California households know it too well.  State lawmakers – at least when asked – say it is.  Academicians and pundits write about it all the time.  Now, both Republican John Cox and Democrat Gavin Newsom – finalists in the race for the state’s top job, which voters will decide in November – agreed in a recent forum that the pervasive lack of affordable housing is California’s number-one issue.

In a wide-ranging hour-long debate, each of the two gubernatorial candidates said California’s housing problems stemmed from the state’s chronic lack of supply and both pledged to dramatically increase the amount of development.   Both candidates agreed that tackling issues such as housing affordability, homelessness and California’s cost of living should be the public-policy priorities of the next governor and his administration.  But, as the debate wore on, it was clear that the candidates see the problems – and the solutions – differently.

On the housing front, while Newsom pointed to the need for tax reform to spur local governments to approve more housing, Cox said he’d roll back environmental regulations to make housing construction cheaper and faster.  

Indeed, Cox’s view is that government excess is the primary reason for the state’s annual shortfall.  He said the state doesn’t build enough housing each year because it costs too much.  He said the solution is for government to get out of the way and in Sacramento work at the Capitol to ease certain environmental laws to allow for cheaper housing construction.

“Government – with its red tape, taxes and lawsuits – has driven up the cost of housing,” he said.  “The status quo is no longer working for average Californians and things have to change.”  He said Newsom, who has been in political office for two decades, is too entrenched to make such changes.

 Furthermore, he said special interests in Sacramento are at the root of the cost problem and cited the lawsuit-filled legacy of the California Environmental Quality Act (CEQA) as evidence.  Because of the real or perceived threat of CEQA litigation, he said, it takes four to five times as long in California to get housing approved compared to other states.  Behind the litigation, he said, are environmental and other groups who, thanks to generous campaign contributions, have so overtaken the policy considerations of lawmakers that they are afraid to lead from the state Capitol.
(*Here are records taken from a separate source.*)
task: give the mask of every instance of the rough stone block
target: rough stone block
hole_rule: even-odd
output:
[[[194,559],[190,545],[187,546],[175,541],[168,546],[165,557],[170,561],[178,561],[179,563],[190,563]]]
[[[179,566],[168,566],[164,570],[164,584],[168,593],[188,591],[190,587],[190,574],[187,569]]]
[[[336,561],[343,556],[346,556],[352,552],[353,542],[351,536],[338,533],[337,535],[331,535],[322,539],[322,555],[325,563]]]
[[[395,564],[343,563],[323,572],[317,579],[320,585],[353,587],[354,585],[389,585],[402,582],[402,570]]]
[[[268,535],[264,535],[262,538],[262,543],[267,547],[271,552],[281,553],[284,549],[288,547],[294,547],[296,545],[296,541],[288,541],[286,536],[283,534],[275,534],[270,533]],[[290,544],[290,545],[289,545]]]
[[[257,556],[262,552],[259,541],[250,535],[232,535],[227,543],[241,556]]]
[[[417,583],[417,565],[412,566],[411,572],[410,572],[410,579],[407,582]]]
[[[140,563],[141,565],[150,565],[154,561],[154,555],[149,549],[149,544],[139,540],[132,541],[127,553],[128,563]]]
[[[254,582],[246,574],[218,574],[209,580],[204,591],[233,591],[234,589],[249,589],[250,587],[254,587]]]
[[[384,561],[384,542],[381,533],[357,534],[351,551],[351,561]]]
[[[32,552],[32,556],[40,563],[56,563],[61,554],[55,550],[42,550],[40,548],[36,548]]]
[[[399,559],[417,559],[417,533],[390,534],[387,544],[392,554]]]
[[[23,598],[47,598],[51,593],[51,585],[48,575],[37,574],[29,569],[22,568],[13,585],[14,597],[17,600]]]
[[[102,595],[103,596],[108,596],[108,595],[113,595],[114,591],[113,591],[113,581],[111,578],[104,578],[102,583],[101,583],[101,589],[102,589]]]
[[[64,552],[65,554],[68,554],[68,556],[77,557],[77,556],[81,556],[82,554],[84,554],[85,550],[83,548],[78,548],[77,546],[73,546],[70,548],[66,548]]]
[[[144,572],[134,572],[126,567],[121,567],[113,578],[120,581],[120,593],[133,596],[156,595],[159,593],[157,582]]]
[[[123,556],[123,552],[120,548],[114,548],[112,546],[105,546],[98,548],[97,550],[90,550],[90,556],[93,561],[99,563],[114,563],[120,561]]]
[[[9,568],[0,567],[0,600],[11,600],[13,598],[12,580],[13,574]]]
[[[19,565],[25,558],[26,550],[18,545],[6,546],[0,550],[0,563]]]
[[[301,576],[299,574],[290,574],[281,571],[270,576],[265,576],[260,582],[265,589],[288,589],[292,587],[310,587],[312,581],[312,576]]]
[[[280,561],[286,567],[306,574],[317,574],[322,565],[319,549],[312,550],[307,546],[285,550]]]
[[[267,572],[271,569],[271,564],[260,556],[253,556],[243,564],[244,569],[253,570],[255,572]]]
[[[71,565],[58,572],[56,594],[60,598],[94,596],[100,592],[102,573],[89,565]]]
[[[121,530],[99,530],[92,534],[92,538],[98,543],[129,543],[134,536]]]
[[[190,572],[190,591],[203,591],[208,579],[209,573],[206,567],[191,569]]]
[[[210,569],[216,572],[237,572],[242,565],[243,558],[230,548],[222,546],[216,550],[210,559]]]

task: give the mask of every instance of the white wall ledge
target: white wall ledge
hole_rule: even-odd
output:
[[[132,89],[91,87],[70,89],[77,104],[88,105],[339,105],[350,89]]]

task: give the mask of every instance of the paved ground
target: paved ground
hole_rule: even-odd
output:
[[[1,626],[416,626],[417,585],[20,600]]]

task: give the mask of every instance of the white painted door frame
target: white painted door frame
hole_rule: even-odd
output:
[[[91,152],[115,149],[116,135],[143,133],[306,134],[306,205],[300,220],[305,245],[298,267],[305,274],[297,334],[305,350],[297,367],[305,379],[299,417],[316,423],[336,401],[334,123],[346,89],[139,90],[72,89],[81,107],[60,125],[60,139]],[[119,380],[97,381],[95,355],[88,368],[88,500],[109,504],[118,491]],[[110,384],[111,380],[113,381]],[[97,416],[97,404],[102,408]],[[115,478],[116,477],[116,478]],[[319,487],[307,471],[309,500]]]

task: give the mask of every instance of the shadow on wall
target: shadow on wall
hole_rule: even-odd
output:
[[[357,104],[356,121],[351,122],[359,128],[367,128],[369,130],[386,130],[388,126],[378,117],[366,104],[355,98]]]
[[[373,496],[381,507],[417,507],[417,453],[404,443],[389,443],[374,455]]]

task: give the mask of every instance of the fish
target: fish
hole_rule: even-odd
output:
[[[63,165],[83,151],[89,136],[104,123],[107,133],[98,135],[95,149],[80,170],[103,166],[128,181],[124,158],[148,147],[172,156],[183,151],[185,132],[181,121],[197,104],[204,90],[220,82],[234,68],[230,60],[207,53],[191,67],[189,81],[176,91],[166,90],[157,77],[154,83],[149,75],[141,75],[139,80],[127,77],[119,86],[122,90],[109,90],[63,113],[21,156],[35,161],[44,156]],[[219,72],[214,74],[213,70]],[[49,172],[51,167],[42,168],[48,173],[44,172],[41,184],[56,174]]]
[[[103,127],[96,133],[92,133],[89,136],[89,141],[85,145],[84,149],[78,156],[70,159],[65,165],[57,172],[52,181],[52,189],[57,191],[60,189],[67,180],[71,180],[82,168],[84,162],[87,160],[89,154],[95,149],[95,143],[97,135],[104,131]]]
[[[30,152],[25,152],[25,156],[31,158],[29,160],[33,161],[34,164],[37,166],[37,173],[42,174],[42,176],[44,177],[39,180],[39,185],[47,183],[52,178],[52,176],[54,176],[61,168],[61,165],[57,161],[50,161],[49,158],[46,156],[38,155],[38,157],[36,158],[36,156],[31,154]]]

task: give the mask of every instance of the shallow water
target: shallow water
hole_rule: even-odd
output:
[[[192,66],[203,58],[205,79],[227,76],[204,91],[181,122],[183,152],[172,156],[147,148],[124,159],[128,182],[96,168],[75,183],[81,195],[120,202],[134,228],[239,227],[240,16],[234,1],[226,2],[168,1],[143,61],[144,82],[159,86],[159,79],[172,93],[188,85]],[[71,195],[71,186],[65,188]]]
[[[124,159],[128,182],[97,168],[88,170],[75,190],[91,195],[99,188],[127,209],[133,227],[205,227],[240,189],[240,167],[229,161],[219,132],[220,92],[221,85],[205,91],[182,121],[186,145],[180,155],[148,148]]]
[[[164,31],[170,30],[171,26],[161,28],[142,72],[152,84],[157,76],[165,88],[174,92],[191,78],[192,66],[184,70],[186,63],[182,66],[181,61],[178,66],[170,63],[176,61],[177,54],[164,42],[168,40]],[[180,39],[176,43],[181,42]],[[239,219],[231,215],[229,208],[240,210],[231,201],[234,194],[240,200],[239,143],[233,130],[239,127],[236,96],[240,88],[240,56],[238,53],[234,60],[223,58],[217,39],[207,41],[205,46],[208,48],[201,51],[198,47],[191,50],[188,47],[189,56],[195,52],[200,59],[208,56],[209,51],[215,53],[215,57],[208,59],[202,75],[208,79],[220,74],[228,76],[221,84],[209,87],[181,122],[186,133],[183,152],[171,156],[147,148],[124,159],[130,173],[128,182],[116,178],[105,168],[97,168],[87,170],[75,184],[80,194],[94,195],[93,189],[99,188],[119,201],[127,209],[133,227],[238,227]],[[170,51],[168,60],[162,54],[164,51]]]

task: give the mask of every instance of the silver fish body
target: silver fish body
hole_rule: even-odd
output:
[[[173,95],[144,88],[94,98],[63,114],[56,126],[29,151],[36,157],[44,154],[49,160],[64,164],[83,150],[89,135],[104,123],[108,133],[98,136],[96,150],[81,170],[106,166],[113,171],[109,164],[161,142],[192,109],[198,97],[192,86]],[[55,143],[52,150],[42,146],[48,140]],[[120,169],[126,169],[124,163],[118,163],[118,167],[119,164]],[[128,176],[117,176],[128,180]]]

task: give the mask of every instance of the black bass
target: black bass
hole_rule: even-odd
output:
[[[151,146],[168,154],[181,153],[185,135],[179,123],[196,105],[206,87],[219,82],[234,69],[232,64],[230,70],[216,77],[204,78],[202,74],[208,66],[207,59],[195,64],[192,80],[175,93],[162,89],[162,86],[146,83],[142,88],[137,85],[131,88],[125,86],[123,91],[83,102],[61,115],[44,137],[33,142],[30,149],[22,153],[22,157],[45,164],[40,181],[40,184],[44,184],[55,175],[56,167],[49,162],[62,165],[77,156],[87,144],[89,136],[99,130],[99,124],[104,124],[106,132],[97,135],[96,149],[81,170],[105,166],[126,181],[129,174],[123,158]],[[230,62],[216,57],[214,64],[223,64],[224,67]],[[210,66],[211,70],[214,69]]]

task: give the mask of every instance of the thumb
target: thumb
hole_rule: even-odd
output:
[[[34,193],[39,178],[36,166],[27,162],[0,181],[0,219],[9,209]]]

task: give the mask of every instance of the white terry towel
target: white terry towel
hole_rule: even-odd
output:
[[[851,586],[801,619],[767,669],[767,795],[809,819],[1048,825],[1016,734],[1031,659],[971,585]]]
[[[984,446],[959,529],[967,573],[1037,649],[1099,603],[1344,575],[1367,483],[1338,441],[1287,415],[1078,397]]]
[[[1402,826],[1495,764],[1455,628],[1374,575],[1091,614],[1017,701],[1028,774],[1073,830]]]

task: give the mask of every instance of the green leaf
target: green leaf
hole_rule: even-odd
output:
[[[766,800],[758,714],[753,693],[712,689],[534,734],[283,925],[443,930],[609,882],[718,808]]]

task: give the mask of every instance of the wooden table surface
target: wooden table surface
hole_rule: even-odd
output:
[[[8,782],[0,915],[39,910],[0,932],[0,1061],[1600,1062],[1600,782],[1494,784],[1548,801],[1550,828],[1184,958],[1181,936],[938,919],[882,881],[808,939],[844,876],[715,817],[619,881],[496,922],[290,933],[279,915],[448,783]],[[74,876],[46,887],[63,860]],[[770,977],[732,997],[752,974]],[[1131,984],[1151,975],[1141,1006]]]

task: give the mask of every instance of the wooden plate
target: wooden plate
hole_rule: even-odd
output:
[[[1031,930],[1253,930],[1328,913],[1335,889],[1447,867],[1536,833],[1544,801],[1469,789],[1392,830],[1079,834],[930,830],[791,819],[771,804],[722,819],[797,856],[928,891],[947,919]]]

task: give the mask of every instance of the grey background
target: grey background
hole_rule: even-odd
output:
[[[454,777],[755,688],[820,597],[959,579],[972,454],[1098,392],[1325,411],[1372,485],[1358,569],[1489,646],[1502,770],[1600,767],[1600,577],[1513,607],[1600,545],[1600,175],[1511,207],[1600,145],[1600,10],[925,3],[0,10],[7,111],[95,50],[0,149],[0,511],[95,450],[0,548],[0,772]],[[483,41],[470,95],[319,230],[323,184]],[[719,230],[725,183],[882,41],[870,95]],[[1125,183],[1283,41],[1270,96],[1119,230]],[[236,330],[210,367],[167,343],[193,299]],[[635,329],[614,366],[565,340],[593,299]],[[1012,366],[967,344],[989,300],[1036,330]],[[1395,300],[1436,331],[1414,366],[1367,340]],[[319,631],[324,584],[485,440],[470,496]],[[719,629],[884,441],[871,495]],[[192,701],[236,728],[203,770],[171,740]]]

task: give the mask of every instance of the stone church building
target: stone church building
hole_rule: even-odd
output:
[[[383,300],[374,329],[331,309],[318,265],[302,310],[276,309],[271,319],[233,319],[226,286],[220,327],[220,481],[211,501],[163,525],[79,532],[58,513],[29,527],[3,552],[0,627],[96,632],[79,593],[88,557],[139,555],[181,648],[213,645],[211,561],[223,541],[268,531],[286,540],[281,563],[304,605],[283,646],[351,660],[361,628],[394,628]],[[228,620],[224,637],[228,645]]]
Cox has called for the repeal and replacement of CEQA, saying its time has come and gone.

Conversely, Newsom feels like state government needs to become more involved than it is today.  “There is a certain point where the state of California needs to intervene – to incentivize good behavior or dis-incentivize bad behavior,” he said.  He noted that, as an example, currently the Bay Area’s regional transit authority is exploring withholding transit dollars from locals that aren’t meeting as yet undefined housing production goals. Newsom is considering adopting the policy.

While the Democrat also confessed that local opposition to development is a real problem, state government is AWOL when it comes to setting housing goals and he blamed the current tax structure – that favors retail development over housing – for California’s production woes.
To a follow-on question by the debate moderator – asking if solving the sales-tax condition locally meant the candidate was putting Proposition 13 on the table – Newsom was dismissive.  “Everything is on the table,” he said.  Real estate groups have been fighting relentless efforts to “split the roll” on Proposition 13 – the long-standing constitutional provision that limits property taxes on real estate sales – establishing a different rate for non-housing transactions.

Newsom admitted that CEQA can be trouble locally but criticized Cox calling for its repeal and said the law should be preserved.  For socially desirable projects – presumably defined as football stadiums and sports arenas backed by well-heeled donors – there should be CEQA exemptions, he said.  

Newsom touted his 15 policy solutions “for addressing the housing shortage and specific plans for reducing the state’s growing homeless population.” One of them, he boasted, is establishing a replacement for the housing-generating redevelopment agencies – a necessary reform.  Another was inexplicably quadrupling the size of California’s low-income tax credit.  

But, to those proposals Cox argued that the state budget – which he complained had needlessly grown this year to $200 million – shouldn’t be subsidizing people to live in apartments with high rents.  “I’d just as soon see more (unfettered) building, producing lower rents,” he said.

In the end, neither Cox nor Newsom won the approximately 60-minute debate which covered issues in addition to housing – including climate change, law enforcement and gun control.  It was a draw.  But, the forum is unfortunately the only time California voters will have chance to hear, not see, what the candidates have to say to each other.  That’s because this now-past event was only a radio broadcast and is all the two have scheduled together.